When asked about this, Microsoft’s (David) Kaefer (General Manager for IP and Licensing) told eWeek that this was the same legal structure used to clear patents in the Novell deal, and the IP assurances given to Xandros were almost identical to the covenant not to sue that it signed with Novell.

“This agreement was negotiated between the parties based on the current version of the GPL. Both Microsoft and Xandros will be flexible should new market developments require us to adjust. As a design principle we do our best to make certain our agreements comply with the legal obligations on both companies. GPLv3 is not yet finalized and there are probably others better positioned to comment” Kaefer said.

Microsoft makes another Linux deal — this time with Xandros

June 4, 2007

Following Microsoft’s patent/payment pact with Novell the Redmond, Wash., computer OS and application giant has made yet another deal with a Linux company, this time with Xandros.

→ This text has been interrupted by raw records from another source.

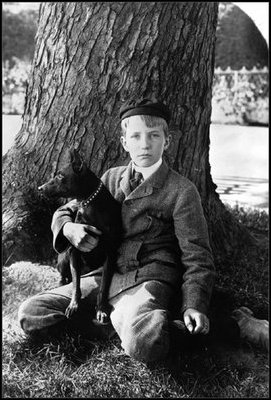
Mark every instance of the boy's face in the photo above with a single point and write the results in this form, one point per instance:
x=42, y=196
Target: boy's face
x=145, y=145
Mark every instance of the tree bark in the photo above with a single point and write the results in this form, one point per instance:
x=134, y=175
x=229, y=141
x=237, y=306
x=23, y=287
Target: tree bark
x=89, y=58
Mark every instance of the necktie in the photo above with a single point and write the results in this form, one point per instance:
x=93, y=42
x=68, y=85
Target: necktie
x=136, y=180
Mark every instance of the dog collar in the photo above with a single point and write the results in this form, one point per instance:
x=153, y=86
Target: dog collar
x=94, y=194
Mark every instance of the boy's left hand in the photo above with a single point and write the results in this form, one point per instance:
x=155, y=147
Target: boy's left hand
x=196, y=322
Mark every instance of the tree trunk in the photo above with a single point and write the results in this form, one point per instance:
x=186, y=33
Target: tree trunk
x=89, y=58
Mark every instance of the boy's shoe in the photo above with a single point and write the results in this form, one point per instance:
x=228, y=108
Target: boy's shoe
x=253, y=330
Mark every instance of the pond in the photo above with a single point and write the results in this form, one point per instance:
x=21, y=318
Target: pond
x=238, y=159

Xandros produces a Debian-based distribution for desktops and servers that already strives to be comforting and comfortable to Windows users, and in the current climate of Microsoft sabre-rattling would seemingbly be comforting itself and its own customers with assurances that they won’t be sued for possible patent infringement.

From CNet:

Over the next five years, the two companies said, they will work on improving interoperability between their servers to improve systems management.

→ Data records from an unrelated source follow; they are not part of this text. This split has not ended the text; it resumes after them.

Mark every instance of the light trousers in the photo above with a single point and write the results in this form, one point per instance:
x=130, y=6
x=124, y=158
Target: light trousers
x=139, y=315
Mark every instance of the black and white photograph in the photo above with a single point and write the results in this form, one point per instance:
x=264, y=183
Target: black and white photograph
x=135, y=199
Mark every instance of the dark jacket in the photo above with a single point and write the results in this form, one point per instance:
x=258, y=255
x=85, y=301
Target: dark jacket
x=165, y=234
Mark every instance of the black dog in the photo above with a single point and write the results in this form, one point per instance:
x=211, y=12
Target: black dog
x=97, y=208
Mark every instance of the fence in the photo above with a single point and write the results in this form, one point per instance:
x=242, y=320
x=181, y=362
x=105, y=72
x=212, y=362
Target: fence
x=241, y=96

The pact calls for Microsoft to provide patent covenants for Xandros customers that ensure they are not infringing on Microsoft’s intellectual property, according to the companies.

Xandros will also ship software for desktop productivity applications that translates between the Open Document Format and OpenXML, which is Microsoft’s own document format.

The agreement will make it easier for Xandros customers to run a mix of Xandros and Microsoft software, Andreas Typaldos, CEO of Xandros, said in a statement.

Easier from a legal sense? Or a technical sense?

While Xandros isn’t one of the Linux fanboy favorites (though it holds the No. 28 spot on Distrowatch, it is based on the non-commercial, totally free Debian, a company that will not be getting into bed with Microsoft, I assure you.

Microsoft might not be fond of going to court, preferring to partner up with its enemies, real and imagined, but I have a good feeling that this one is eventually going to end up right where MS doesn’t want to be — in court.